Sì, dalla seconda metà del 2008 a oggi si sono persi circa 10 miliardi di gettito Iva, pari a un calo di circa il 10%. Al contrario, la base imponibile su cui principalmente questo gettito si forma, cioè i consumi delle famiglie, è lievemente aumentata. E attenzione: stiamo parlando di aumento effettivo dei consumi e di gettito Iva, dunque sono dati al netto della crisi. Ebbene: se aumenta la base imponibile e diminuisce il gettito corrispondente, non è forse un chiaro segno di evasione? Inoltre, all'Iva evasa, corrisponde anche un tot di Irpef evasa, dato che parliamo di reddito nascosto al fisco.

Quali strumenti ha smantellato il governo Berlusconi?

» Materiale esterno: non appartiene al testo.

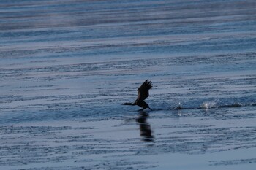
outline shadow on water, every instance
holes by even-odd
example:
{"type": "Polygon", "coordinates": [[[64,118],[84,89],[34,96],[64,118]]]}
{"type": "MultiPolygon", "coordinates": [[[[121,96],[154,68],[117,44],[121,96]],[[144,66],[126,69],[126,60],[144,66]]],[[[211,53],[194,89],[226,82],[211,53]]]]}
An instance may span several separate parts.
{"type": "Polygon", "coordinates": [[[136,121],[140,125],[140,134],[143,137],[143,140],[146,142],[152,142],[154,141],[154,136],[152,135],[150,124],[147,122],[148,115],[149,115],[146,112],[140,111],[136,121]]]}

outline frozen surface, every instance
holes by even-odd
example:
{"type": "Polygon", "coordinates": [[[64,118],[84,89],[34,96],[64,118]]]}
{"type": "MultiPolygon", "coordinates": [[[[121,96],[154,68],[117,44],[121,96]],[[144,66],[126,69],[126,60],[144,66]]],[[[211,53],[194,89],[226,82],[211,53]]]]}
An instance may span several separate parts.
{"type": "Polygon", "coordinates": [[[0,169],[254,170],[255,9],[1,1],[0,169]]]}

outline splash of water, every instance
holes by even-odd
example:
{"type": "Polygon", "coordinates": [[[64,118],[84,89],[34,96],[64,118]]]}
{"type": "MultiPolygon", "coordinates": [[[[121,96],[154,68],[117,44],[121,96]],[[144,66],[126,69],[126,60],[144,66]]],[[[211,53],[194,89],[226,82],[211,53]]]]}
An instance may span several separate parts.
{"type": "Polygon", "coordinates": [[[203,102],[200,107],[202,109],[208,109],[211,108],[214,108],[217,107],[217,101],[206,101],[203,102]]]}

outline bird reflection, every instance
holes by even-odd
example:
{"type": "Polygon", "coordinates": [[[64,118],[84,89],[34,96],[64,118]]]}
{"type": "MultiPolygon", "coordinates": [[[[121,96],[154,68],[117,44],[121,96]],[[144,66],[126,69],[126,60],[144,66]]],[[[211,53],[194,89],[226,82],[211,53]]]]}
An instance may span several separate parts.
{"type": "Polygon", "coordinates": [[[141,111],[136,121],[139,123],[140,136],[143,138],[143,140],[151,142],[154,136],[152,136],[150,124],[147,122],[148,117],[148,114],[146,112],[141,111]]]}

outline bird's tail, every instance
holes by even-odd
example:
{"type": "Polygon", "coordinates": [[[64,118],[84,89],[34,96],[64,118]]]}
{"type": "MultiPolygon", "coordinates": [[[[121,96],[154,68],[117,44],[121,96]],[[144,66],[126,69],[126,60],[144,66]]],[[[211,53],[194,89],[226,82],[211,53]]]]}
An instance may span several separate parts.
{"type": "Polygon", "coordinates": [[[135,104],[133,104],[133,103],[124,103],[124,104],[122,104],[123,105],[132,105],[132,106],[134,106],[134,105],[135,105],[135,104]]]}

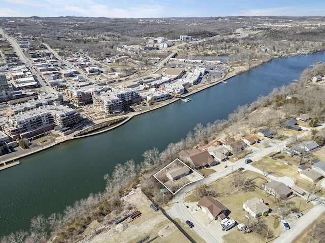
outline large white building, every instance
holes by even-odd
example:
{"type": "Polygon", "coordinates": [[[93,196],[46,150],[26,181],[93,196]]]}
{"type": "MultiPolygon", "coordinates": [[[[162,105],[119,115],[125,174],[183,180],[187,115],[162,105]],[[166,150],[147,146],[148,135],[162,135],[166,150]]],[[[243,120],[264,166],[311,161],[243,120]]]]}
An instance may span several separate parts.
{"type": "Polygon", "coordinates": [[[188,36],[187,35],[181,35],[179,39],[182,42],[190,42],[192,40],[192,36],[188,36]]]}
{"type": "Polygon", "coordinates": [[[94,107],[108,114],[122,111],[123,105],[141,100],[139,94],[132,89],[112,89],[106,92],[92,92],[94,107]]]}
{"type": "Polygon", "coordinates": [[[79,122],[75,110],[56,104],[43,105],[28,111],[0,120],[3,132],[15,140],[30,138],[50,131],[56,126],[72,127],[79,122]]]}
{"type": "Polygon", "coordinates": [[[9,100],[11,97],[9,86],[5,73],[0,73],[0,101],[9,100]]]}

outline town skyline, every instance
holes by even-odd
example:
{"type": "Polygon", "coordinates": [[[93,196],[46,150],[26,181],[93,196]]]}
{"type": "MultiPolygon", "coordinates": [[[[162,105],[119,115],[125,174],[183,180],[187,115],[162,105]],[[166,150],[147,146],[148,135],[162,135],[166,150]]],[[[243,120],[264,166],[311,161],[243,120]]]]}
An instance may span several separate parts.
{"type": "Polygon", "coordinates": [[[200,5],[191,0],[74,1],[1,0],[2,17],[80,16],[108,18],[209,17],[232,16],[323,16],[325,3],[301,0],[262,2],[256,0],[226,2],[204,0],[200,5]]]}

Quelli principali sono tre: 1) l'obbligo per le partite Iva di fornire l'elenco clienti-fornitori: permetteva di incrociare i dati sulle fatturazioni; 2) la tracciabilità dei corrispettivi e l'innalzamento del limite per emettere assegni circolari e pagare in contanti: noi lo avevamo fissato a 5 mila euro, l'attuale governo lo ha portato a 12.500 euro; 3) l'accertamento con adesione: sono state abbattute le sanzioni a un livello tale per cui conviene non dichiarare e aspettare l'eventuale comunicazione di accertamento; a quel punto dichiari e paghi la sanzione, che tanto è molto bassa. Comunque sui controlli dico: se è vero, come dice il direttore dell'Agenzia delle entrate Befera, che il gettito da controlli è salito da 600 milioni a 1 miliardo, dall'altro lato va considerato che sull'Iva perdiamo 10 miliardi.

Ma almeno adesso ci saranno gli accertamenti sui 170 mila evasori con i conti esteri.

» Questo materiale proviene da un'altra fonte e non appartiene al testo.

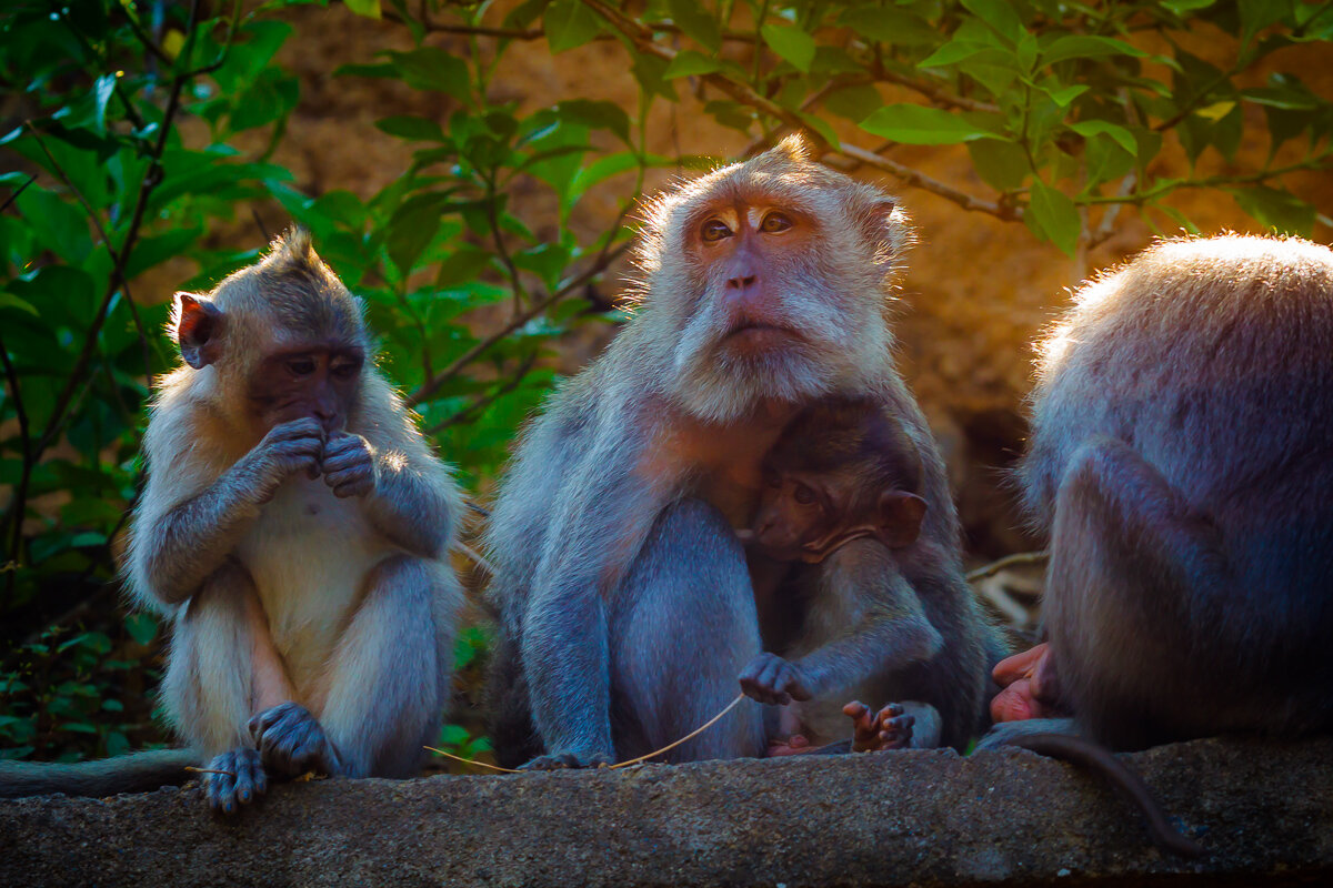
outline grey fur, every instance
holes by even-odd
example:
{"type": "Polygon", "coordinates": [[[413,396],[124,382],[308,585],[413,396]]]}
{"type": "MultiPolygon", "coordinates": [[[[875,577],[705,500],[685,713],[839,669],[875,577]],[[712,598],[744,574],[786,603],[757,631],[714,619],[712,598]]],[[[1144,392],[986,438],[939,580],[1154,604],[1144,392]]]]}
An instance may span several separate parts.
{"type": "MultiPolygon", "coordinates": [[[[765,405],[789,415],[832,395],[884,405],[922,454],[929,564],[909,576],[946,590],[961,630],[948,654],[957,671],[945,692],[957,714],[948,742],[977,727],[989,640],[962,580],[942,462],[892,357],[890,285],[909,242],[892,201],[812,162],[794,142],[657,201],[633,318],[527,429],[492,514],[489,594],[501,615],[492,738],[503,763],[624,759],[697,727],[737,694],[736,676],[760,642],[732,527],[748,519],[758,461],[785,422],[765,405]],[[788,285],[773,301],[804,342],[740,363],[717,357],[709,294],[720,284],[685,258],[685,232],[708,206],[756,193],[820,220],[821,241],[770,278],[788,285]],[[746,473],[753,490],[734,479],[746,473]]],[[[760,722],[746,702],[724,734],[713,728],[672,758],[757,755],[760,722]]]]}
{"type": "Polygon", "coordinates": [[[1080,728],[1333,728],[1333,252],[1170,241],[1076,298],[1020,478],[1080,728]]]}

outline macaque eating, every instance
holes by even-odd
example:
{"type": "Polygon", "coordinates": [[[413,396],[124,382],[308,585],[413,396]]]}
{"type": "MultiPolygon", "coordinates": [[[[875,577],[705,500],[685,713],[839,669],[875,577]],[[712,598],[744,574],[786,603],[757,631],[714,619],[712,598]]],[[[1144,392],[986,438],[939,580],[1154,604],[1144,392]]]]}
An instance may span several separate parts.
{"type": "Polygon", "coordinates": [[[127,575],[172,624],[161,686],[188,750],[0,771],[0,793],[109,795],[204,764],[209,804],[271,777],[411,776],[449,700],[461,591],[448,469],[376,370],[363,306],[288,233],[179,293],[127,575]]]}

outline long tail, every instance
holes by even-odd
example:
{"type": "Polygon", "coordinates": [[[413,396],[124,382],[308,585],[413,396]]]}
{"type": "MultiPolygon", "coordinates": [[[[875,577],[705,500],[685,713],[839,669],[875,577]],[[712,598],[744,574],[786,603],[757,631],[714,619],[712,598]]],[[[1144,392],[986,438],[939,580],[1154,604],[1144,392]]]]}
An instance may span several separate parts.
{"type": "Polygon", "coordinates": [[[199,754],[191,750],[131,752],[77,764],[0,762],[0,799],[53,792],[100,799],[117,792],[149,792],[184,783],[189,779],[185,767],[199,762],[199,754]]]}
{"type": "Polygon", "coordinates": [[[1028,734],[1006,742],[1009,746],[1032,750],[1052,759],[1082,766],[1106,777],[1144,815],[1153,844],[1180,857],[1201,857],[1204,847],[1170,825],[1157,796],[1148,788],[1138,772],[1110,754],[1110,750],[1068,734],[1028,734]]]}

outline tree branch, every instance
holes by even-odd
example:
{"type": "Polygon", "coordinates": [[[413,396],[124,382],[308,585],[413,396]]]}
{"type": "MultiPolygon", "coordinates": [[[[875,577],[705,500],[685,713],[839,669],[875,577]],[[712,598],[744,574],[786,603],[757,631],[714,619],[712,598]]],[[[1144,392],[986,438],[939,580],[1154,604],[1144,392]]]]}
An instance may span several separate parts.
{"type": "Polygon", "coordinates": [[[583,286],[584,284],[587,284],[592,278],[595,278],[599,274],[601,274],[604,270],[607,270],[607,266],[609,266],[612,264],[612,261],[615,261],[619,256],[621,256],[628,249],[629,249],[629,244],[621,244],[615,250],[612,250],[609,253],[604,253],[603,257],[600,257],[597,262],[593,262],[588,268],[587,272],[584,272],[584,273],[579,274],[577,277],[569,280],[559,290],[556,290],[555,293],[552,293],[547,298],[544,298],[544,300],[541,300],[539,302],[532,304],[528,308],[527,312],[523,312],[521,314],[515,316],[509,321],[509,324],[504,325],[500,330],[492,333],[485,339],[481,339],[475,346],[472,346],[471,349],[468,349],[467,351],[464,351],[461,355],[459,355],[457,358],[455,358],[453,362],[449,363],[449,366],[447,366],[444,370],[440,370],[437,374],[435,374],[433,377],[431,377],[429,379],[427,379],[424,383],[421,383],[421,387],[419,387],[416,391],[413,391],[412,394],[408,395],[408,398],[407,398],[408,406],[409,407],[415,407],[416,405],[421,403],[423,401],[427,401],[428,398],[431,398],[431,395],[433,395],[436,391],[439,391],[439,389],[440,389],[441,385],[444,385],[445,382],[448,382],[449,379],[452,379],[453,377],[456,377],[463,370],[463,367],[468,366],[469,363],[472,363],[473,361],[476,361],[479,357],[481,357],[483,354],[485,354],[487,350],[489,350],[496,342],[500,342],[507,335],[509,335],[511,333],[513,333],[515,330],[517,330],[519,328],[521,328],[524,324],[527,324],[528,321],[533,320],[535,317],[537,317],[539,314],[541,314],[543,312],[545,312],[547,309],[549,309],[552,305],[555,305],[560,300],[568,297],[571,293],[573,293],[575,290],[577,290],[580,286],[583,286]]]}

Lo ripeto: è propaganda. Nei paradisi fiscali resta in vigore il segreto bancario, per cui finché non hai ottenuto, con precise negoziazioni e accordi, la possibilità di accedere agli elenchi - come di recente gli Stati Uniti con le banche svizzere, o il Regno Unito e la Germania con il Liechtenstein - è perfettamente inutile che inasprisci le sanzioni o inverti l'onere della prova sul contribuente, come ha fatto il governo. Tanto i nomi non te li danno: l'attuale esecutivo non ha raggiunto accordi precisi con i paradisi fiscali, non ci ha lavorato come gli altri Paesi.

Allora perché dichiarano di essere avanti su questo fronte?

Per rassicurare l'opinione pubblica dopo i dati diffusi da Bankitalia sul calo del gettito. Ma anche per spingere questi 170 mila evasori - di cui possono pure avere i nomi, ma che non possono accertare con la collaborazione delle banche dei paradisi fiscali - ad aderire allo scudo fiscale. Uno strumento, quest'ultimo, immorale e anche inefficace. Innanzitutto renderà al massimo il 2% del capitale rientrato: perché tutti dichiareranno di avere evaso solo nell'ultimo anno. E pensiamo che quei capitali, tassati normalmente, renderebbero il 40-45%. Poi è anonimo: dunque permette il rientro anche a capitali frutto di attività illecite o criminali. Infine è l'ennesimo condono, quindi alimenta inevitabilmente nuova evasione futura.